Al Maghfurlah Gus Dur pernah melontarkan joke segar tentang toa Masjid, kata beliau “kami (umat Muslim) itu yang paling jauh dari Tuhan, masak memanggil Tuhan harus pakai toa segala”.
Dan sekarang delapan tahun sudah Gus Dur meninggalkan kita semua. Kini kami harus menghadapi tindakan intoleran di negeri ini tanpa Sang Guru Bangsa tercinta.
Belum usai kontroversi kasus Ahok yang “dipaksa” masuk bui, kini kasus penistaan agama kembali dialami oleh ibu Meliana, warga Tanjung Balai Sumatera Utara yang kebetulan ber etnis minoritas di negeri ini.
Kasus yang bermula dari obrolan ringan Ibu Meliana dengan pemilik warung tempat dia belanja.
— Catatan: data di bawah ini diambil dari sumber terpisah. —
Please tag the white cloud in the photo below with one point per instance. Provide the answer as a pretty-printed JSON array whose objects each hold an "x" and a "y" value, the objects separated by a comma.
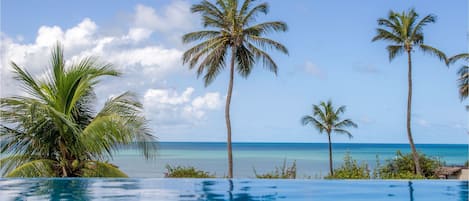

Kata Ibu Meliana “suara adzan sekarang kok sangat keras sekali ya”.
Lantas omongan ini begitu cepat menyebar dan begitu sampai di telinga masyarakat, keluhan dari Ibu Meliana berubah menjadi “ada orang China melarang adzan”.
Edan bukan, kalimat pertama dari Ibu Meliana dan yang diterima masyarakat sangat jauh bedanya? Walhasil, puluhan vihara dan rumah dari Ibu Meliana sendiri dibakar oleh generasi micin negeri ini.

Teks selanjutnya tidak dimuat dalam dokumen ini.